WS participants showed increased synchrony for the higher band only for the static dot condition (.012 < p < .036, 2.1 < z < 2.52) as well as for the random dot condition (2.02 < z < 2.41, .016 < p < .043). Moreover, this finding was spatially restricted (see analysis of synchrony lines below), and differences did not reach statistical significance for the static face condition, in line with the idea that lower band (25–45 Hz) oscillations that have been classically related to feature binding were more relevant.

We also performed a pooled analysis across conditions and found that control participants have higher synchronization also at 10–22 Hz (p < .017 FDR-corrected, 2.52 < z < 3.09) and 30–45 Hz (p < .02 FDR-corrected, 4.50 < z < 6.36) when compared to WS. This analysis further confirmed that WS patients exhibit increased synchronization only at the higher frequency band (p < .015 FDR-corrected, 2.59 < z < 3.31) in comparison to controls.

Because synchronization near the 40-Hz frequency is believed to reflect coherent perception (Tallon-Baudry, 2003), we analyzed topography maps of synchrony across multiple gamma subbands. The spatiotemporal distribution of these subbands revealed distinct patterns of synchronization for different frequencies and time intervals. Figure 5 shows the synchrony patterns between electrodes pairs. Only pairs are considered whose synchrony value reaches a two-tailed probability value of p = .01 (SFM condition; similar results were obtained for the other conditions, data not shown).

Figure 5. 

Phase synchrony changes in the LF (25–45 Hz) and HF (60–90 Hz) bands plotted across space and time. Circles indicate electrode positions, with anterior sites at top and posterior sites at bottom. Results are shown for the SFM condition over six time windows spanning the entire duration of the stimuli (−200–0 msec was defined as baseline). Red lines mark increased synchrony between electrode sites for the control group, and green lines mark higher synchrony for the WS group (lines are plotted with a significance threshold of p < .01). Note the increased number of lines (representing increased synchrony) for the LF band in the control group.

Figure 5. 

Phase synchrony changes in the LF (25–45 Hz) and HF (60–90 Hz) bands plotted across space and time. Circles indicate electrode positions, with anterior sites at top and posterior sites at bottom. Results are shown for the SFM condition over six time windows spanning the entire duration of the stimuli (−200–0 msec was defined as baseline). Red lines mark increased synchrony between electrode sites for the control group, and green lines mark higher synchrony for the WS group (lines are plotted with a significance threshold of p < .01). Note the increased number of lines (representing increased synchrony) for the LF band in the control group.

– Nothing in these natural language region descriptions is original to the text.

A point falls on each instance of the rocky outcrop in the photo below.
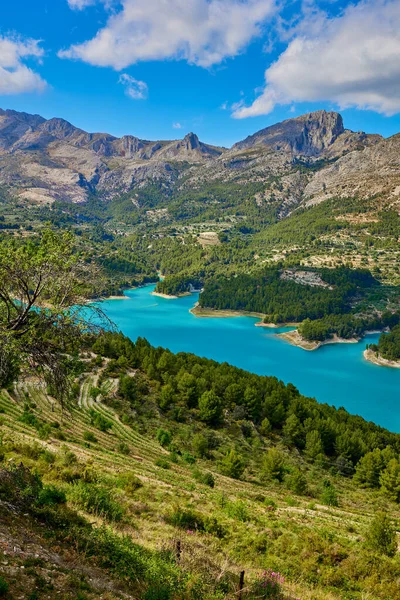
(311, 135)
(43, 160)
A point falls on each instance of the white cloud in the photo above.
(202, 32)
(15, 76)
(352, 60)
(80, 4)
(135, 89)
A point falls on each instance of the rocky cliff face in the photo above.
(46, 160)
(311, 135)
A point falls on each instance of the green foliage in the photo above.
(50, 495)
(210, 408)
(185, 519)
(329, 494)
(390, 480)
(314, 447)
(95, 499)
(282, 299)
(89, 436)
(381, 535)
(200, 445)
(273, 464)
(206, 478)
(296, 482)
(129, 482)
(164, 437)
(99, 421)
(3, 587)
(389, 344)
(233, 464)
(269, 585)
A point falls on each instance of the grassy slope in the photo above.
(316, 546)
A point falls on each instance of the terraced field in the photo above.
(255, 527)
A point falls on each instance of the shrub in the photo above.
(50, 496)
(188, 458)
(129, 482)
(164, 464)
(296, 482)
(210, 408)
(89, 436)
(265, 427)
(233, 464)
(96, 500)
(329, 494)
(3, 586)
(273, 464)
(164, 437)
(269, 585)
(185, 519)
(123, 448)
(200, 445)
(100, 422)
(158, 592)
(205, 478)
(238, 510)
(381, 535)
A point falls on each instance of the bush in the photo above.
(123, 448)
(88, 436)
(296, 482)
(188, 458)
(164, 464)
(185, 519)
(205, 478)
(96, 500)
(200, 445)
(381, 535)
(273, 464)
(329, 495)
(3, 586)
(129, 482)
(100, 422)
(164, 437)
(269, 585)
(50, 496)
(158, 592)
(233, 464)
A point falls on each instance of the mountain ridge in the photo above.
(47, 160)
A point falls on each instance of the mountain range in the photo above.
(302, 160)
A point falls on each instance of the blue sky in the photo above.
(222, 68)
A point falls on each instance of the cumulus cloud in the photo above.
(202, 32)
(352, 60)
(135, 89)
(15, 76)
(80, 4)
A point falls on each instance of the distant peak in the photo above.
(191, 141)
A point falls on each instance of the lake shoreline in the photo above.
(295, 339)
(375, 359)
(199, 311)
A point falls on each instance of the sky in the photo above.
(224, 69)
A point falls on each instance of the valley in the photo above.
(153, 452)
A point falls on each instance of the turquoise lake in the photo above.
(337, 374)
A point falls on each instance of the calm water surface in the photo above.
(337, 374)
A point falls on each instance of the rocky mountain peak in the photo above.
(59, 128)
(191, 141)
(307, 135)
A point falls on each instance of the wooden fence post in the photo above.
(241, 585)
(178, 550)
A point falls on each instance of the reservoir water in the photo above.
(337, 374)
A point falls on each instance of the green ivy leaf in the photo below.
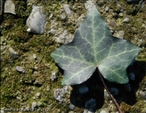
(95, 47)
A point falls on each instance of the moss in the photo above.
(16, 85)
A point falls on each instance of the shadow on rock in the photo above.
(90, 94)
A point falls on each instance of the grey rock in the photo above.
(119, 34)
(114, 91)
(64, 38)
(36, 20)
(59, 94)
(20, 69)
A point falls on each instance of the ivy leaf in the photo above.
(95, 47)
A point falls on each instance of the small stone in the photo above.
(83, 89)
(36, 20)
(91, 105)
(126, 20)
(64, 38)
(106, 8)
(128, 87)
(20, 69)
(119, 34)
(131, 76)
(59, 94)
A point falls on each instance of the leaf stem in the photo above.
(117, 105)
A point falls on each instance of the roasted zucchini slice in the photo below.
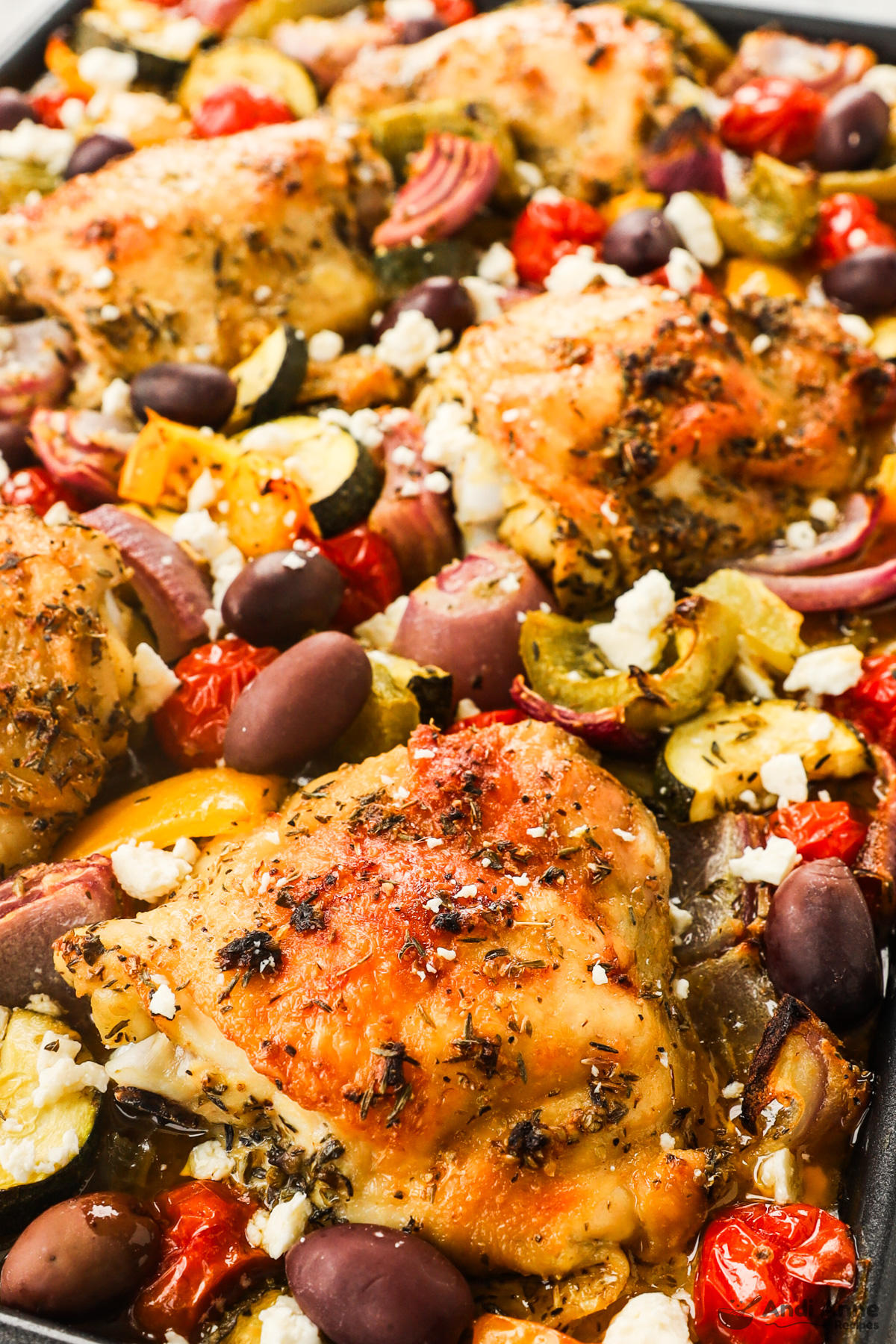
(709, 762)
(249, 60)
(46, 1149)
(270, 379)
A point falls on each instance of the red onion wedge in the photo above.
(169, 585)
(603, 729)
(452, 178)
(859, 517)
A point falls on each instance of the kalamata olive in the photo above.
(299, 706)
(852, 129)
(13, 108)
(15, 445)
(94, 152)
(441, 299)
(640, 241)
(81, 1257)
(862, 282)
(820, 944)
(190, 394)
(282, 596)
(361, 1284)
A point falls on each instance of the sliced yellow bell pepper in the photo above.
(199, 803)
(746, 276)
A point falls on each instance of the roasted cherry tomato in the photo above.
(548, 230)
(822, 830)
(847, 223)
(205, 1256)
(235, 108)
(35, 485)
(773, 114)
(766, 1272)
(193, 721)
(872, 702)
(367, 564)
(488, 718)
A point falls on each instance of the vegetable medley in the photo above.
(447, 561)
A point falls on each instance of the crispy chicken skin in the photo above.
(181, 238)
(62, 678)
(435, 1016)
(644, 428)
(575, 87)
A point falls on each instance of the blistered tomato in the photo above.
(551, 228)
(847, 223)
(773, 114)
(766, 1272)
(191, 724)
(235, 108)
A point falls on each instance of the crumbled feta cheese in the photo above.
(146, 873)
(327, 346)
(284, 1322)
(408, 344)
(650, 1316)
(770, 865)
(827, 671)
(155, 682)
(107, 69)
(499, 265)
(695, 228)
(635, 635)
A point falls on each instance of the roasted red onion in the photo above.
(859, 517)
(605, 729)
(169, 585)
(84, 450)
(450, 179)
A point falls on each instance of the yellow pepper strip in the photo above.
(747, 276)
(199, 803)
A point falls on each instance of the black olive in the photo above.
(640, 241)
(190, 394)
(852, 131)
(862, 282)
(96, 152)
(441, 299)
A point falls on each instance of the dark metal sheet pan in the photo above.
(869, 1202)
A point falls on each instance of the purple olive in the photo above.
(361, 1284)
(81, 1257)
(441, 299)
(282, 596)
(190, 394)
(15, 445)
(13, 108)
(94, 152)
(820, 944)
(862, 282)
(640, 241)
(852, 129)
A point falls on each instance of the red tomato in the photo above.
(193, 721)
(373, 578)
(548, 230)
(205, 1256)
(488, 718)
(235, 108)
(775, 114)
(872, 702)
(35, 485)
(847, 223)
(765, 1275)
(821, 830)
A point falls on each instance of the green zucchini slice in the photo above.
(40, 1137)
(270, 379)
(709, 762)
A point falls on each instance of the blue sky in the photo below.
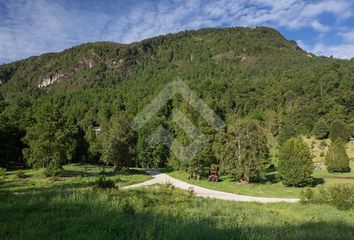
(32, 27)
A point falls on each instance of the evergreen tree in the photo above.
(51, 139)
(287, 132)
(337, 159)
(118, 142)
(321, 129)
(243, 151)
(339, 130)
(295, 163)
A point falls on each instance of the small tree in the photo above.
(286, 133)
(321, 129)
(339, 130)
(337, 159)
(243, 151)
(295, 163)
(118, 142)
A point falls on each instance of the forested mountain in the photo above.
(238, 72)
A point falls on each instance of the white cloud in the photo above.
(344, 51)
(38, 26)
(348, 35)
(319, 26)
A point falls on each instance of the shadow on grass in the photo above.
(317, 181)
(68, 215)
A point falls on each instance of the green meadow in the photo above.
(72, 206)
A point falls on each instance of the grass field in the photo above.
(76, 176)
(161, 212)
(277, 189)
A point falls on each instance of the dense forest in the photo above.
(254, 79)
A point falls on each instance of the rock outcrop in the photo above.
(50, 80)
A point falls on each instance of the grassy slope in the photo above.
(70, 207)
(277, 189)
(157, 213)
(75, 176)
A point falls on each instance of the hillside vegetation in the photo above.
(254, 79)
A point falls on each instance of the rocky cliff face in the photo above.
(50, 80)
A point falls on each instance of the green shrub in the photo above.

These topographic maps show that synchronization pairs for the low gamma frequency band (LF, 25–45 Hz) cover a large brain network over an extended time period in the control group. This is in contrast with the pattern exhibited by the WS group that shows substantially less synchrony in accordance with the reduced ability to form coherent percepts. Bootstrap statistical analysis including all stimuli combined revealed that this reduction of synchrony is significant for the first two time windows after stimulus onset for the LF (25–45 Hz) band (0–200 msec: mean difference = 16.82, p < .027, bias = 0.32, SE = 7.53; 200–400 msec: mean difference = 27.32, p < .020, bias = 0.34, SE = 10.04). Interestingly, in the control group, synchronization is highly attenuated for higher frequencies (HF, 60–90 Hz) for all stimulus conditions. However, between-group differences in the degree of synchrony for this band were not significant (p > .11), further supporting the notion that it is the 25–45 Hz band that critically differentiates the two groups. The topography of synchronization patterns shows the electrodes that were consistently participating in these coherent patterns. These were located at the parieto-occipital and temporal clusters, which lie over posterior dorsal stream areas and temporal ventral regions, respectively. These electrodes synchronized mainly with the frontocentral electrodes over decision-related brain regions (Castelhano et al., 2013; Rebola, Castelhano, Ferreira, & Castelo-Branco, 2012). Moreover, we have assessed the effect of age and found that it does not influence our neurophysiological results.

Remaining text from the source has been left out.